From above, the three Martial Grandmasters watched in silence for a long moment.

"Who is that?" Huo Changfeng said at last, his easy manner replaced by something more focused. His light brown eyes hadn't moved from Su Tianhao in some time.

"No idea," Bai Tianhu said, frowning. "Even I, cannot read his cultivation base. Gu Lie has also been targeting him specifically for the last two rounds, but he didn't even bulge."

"Maybe he hasn't noticed," Huo Changfeng said. "Or he doesn't care."

"Why are you two stressing over it?" Duan Fei's voice arrived like honey poured over silk, unhurried and faintly amused. "We'll find out soon enough." Her gaze hadn't moved from Su Tianhao once. "Looks like we'll have some interesting candidates today."

Among the spectators, similar observations were quietly spreading. The attention of the crowd above had gradually consolidated around three figures—Su Tianhao, Wang Bing, and Jin Yulong—each holding effortlessly in their own distinct way.

"The Qingyun Sect will be getting some impressive talents this year," an elderly Martial Grandmaster noted.

The others nodded without needing to be told who he meant.

Elder Xuan watched from where he hovered, eyes moving between Su Tianhao and Wang Bing.

"Show them, Bing'er," he murmured, too quiet for anyone else to catch. "Show them you're more than a pampered princess."

---

Further away, Lu Ruyi watched.

Her expression had moved through several things in the past few minutes—anticipation, then surprise, then something that might have been pride, then shock, and then a quieter confusion that hadn't resolved.

"How did he grow this much in so little time?"

Beside her, Qiongqi shifted. The Jade Winged Eagle had once looked at Su Tianhao and seen nothing worth noting—a Martial Disciple, easily categorised, easily dismissed. What her eyes found now was different. An existence shrouded in something she couldn't penetrate, and beneath that veil—an instinctive fear that didn't come from thought but deep within her bloodline.

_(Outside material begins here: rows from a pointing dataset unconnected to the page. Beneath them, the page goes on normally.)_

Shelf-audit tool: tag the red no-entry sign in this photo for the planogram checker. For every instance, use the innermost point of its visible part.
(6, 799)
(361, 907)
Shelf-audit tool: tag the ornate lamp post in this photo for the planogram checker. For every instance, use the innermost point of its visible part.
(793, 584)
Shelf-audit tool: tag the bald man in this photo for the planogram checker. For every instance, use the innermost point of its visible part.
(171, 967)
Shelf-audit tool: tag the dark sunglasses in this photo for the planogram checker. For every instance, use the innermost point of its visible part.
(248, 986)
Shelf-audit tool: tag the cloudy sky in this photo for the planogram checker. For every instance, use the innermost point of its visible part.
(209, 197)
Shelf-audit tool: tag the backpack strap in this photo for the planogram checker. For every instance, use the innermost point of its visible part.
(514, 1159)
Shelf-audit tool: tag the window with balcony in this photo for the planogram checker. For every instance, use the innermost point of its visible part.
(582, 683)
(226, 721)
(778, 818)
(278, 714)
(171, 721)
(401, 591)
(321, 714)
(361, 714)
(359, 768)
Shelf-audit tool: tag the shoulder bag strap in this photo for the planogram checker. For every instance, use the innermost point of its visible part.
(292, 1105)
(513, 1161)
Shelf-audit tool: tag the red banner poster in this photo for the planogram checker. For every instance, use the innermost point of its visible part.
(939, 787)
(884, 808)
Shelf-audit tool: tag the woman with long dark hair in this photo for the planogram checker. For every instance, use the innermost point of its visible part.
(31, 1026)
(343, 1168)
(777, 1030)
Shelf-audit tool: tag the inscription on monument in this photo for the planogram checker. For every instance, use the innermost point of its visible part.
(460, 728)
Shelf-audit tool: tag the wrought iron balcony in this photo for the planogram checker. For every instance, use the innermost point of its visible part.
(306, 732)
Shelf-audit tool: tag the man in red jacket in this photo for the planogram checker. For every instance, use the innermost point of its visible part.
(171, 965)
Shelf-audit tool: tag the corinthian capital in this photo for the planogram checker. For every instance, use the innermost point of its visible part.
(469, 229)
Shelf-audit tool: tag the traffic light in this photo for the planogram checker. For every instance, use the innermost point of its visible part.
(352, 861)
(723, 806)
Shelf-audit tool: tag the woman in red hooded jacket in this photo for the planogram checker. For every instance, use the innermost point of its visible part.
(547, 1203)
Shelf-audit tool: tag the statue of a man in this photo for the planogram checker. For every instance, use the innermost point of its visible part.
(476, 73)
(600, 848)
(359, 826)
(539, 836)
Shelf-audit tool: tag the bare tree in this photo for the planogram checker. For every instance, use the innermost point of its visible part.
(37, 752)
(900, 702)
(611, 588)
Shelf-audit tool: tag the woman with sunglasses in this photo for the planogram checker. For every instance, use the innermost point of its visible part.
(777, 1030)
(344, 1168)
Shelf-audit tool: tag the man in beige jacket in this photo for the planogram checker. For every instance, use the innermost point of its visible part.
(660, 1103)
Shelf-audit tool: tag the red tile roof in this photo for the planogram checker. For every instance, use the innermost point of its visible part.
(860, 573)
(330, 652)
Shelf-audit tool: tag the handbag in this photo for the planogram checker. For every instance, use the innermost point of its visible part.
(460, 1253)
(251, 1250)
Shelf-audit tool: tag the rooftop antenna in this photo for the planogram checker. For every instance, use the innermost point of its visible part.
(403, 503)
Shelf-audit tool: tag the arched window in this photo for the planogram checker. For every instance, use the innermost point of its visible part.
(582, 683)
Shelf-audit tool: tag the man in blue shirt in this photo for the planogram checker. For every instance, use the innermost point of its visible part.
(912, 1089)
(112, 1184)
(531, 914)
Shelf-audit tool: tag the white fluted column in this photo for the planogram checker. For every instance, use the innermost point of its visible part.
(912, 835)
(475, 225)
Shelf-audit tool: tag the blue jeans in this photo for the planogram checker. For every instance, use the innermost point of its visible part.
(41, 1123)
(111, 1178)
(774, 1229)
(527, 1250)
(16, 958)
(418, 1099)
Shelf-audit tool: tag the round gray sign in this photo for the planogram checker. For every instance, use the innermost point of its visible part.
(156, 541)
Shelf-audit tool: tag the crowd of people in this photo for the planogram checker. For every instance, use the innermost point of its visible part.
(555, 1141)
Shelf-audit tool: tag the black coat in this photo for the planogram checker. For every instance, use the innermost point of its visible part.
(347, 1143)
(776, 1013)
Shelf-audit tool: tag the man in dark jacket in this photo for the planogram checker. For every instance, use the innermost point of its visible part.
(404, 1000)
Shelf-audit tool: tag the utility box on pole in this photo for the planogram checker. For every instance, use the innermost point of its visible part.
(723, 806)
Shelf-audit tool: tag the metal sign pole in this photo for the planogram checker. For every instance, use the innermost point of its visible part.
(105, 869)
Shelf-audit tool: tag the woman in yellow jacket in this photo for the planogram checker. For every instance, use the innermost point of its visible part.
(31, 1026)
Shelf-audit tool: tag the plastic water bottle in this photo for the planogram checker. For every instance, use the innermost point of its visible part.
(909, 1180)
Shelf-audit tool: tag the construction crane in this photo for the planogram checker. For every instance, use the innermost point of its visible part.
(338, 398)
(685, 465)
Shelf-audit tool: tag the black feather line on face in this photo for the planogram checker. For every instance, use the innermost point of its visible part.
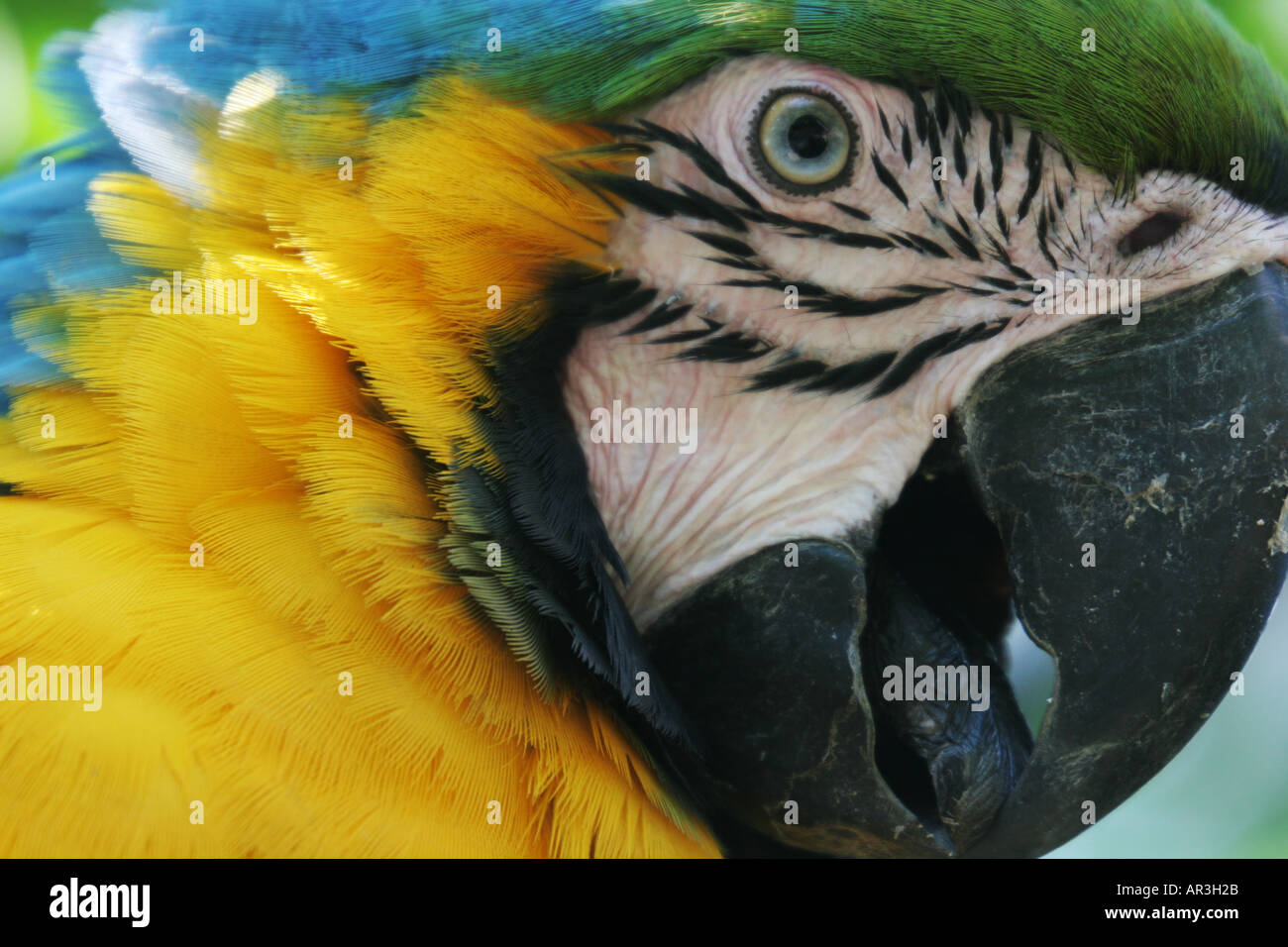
(884, 371)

Qiongqi let out a low sound, wings stirring with unease. The gesture carried a clear question: what happened to him?

Lu Ruyi shook her head slowly.

"I don't know either."

But her eyes didn't move from him. His figure reflected clearly in her crystalline blue irises—still, unhurried, completely at ease in the centre of a storm he appeared to find mildly entertaining.

Her lips curved. The expression that followed wasn't warmth exactly—it was sharper than that. A competitive intensity that most young men who had saw it, dreaded for months to come.

"Little Rogue..." she said quietly. "What a surprise you've shown me today."

She didn't know yet, this was only the beginning!